[Mlir-commits] [mlir] [mlir][nvgpu] Introduce Multicast Capability to `nvgpu.tma.async.load` (PR #76935)
Guray Ozen
llvmlistbot at llvm.org
Thu Jan 4 02:21:40 PST 2024
https://github.com/grypp created https://github.com/llvm/llvm-project/pull/76935
This PR improves the functionality of the `nvgpu.tma.async.load` Op by adding support for multicast.

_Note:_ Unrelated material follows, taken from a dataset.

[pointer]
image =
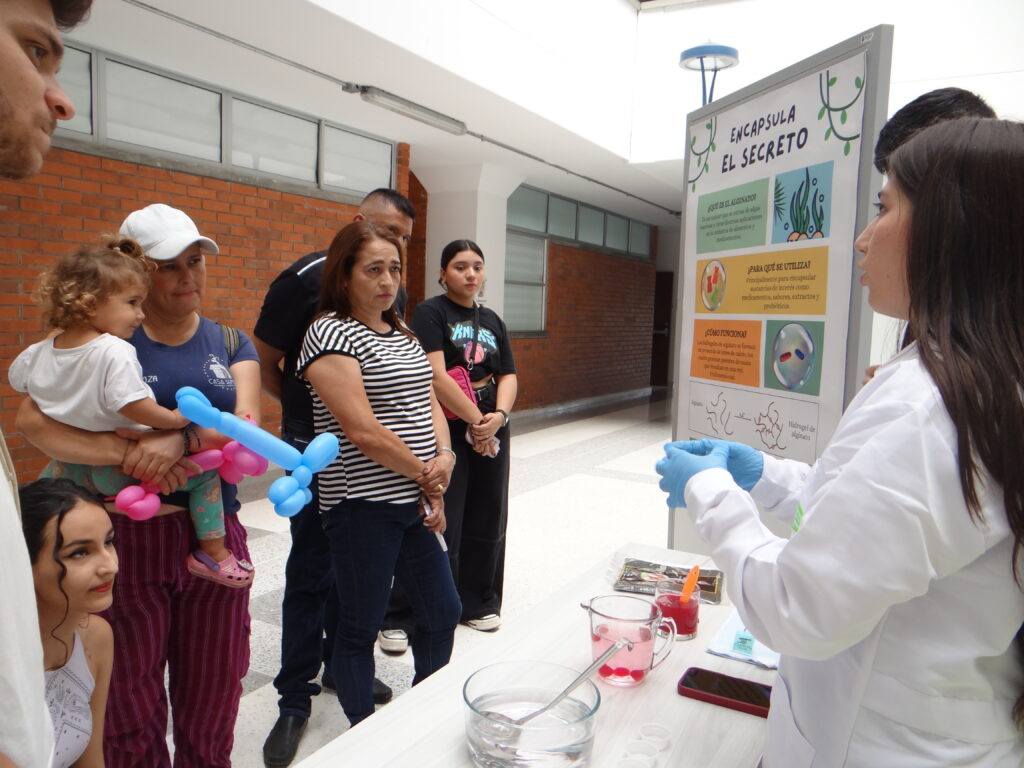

While we already had this capability in the lower-level `nvvm.cp.async.bulk.tensor.shared.cluster.global` NVVM Op, this PR lowers mask information to the NVVM operation.
>From e8bb07467b958d85eac35a41af8de7a58ede0e20 Mon Sep 17 00:00:00 2001
From: Guray Ozen <guray.ozen at gmail.com>
Date: Thu, 4 Jan 2024 11:20:46 +0100
Subject: [PATCH] [mlir][nvgpu] Introduce Multicast Capability to
`nvgpu.tma.async.load`
This PR improves the functionality of the `nvgpu.tma.async.load` Op by adding support for multicast. While we already had this capability in the lower-level `nvvm.cp.async.bulk.tensor.shared.cluster.global` NVVM Op, this PR lowers mask information to the NVVM operation.
---
mlir/include/mlir/Dialect/NVGPU/IR/NVGPU.td | 16 +++++++------
.../Conversion/NVGPUToNVVM/NVGPUToNVVM.cpp | 3 ++-
.../NVGPU/TransformOps/NVGPUTransformOps.cpp | 2 +-
.../Conversion/NVGPUToNVVM/nvgpu-to-nvvm.mlir | 23 +++++++++++++++++++
4 files changed, 35 insertions(+), 9 deletions(-)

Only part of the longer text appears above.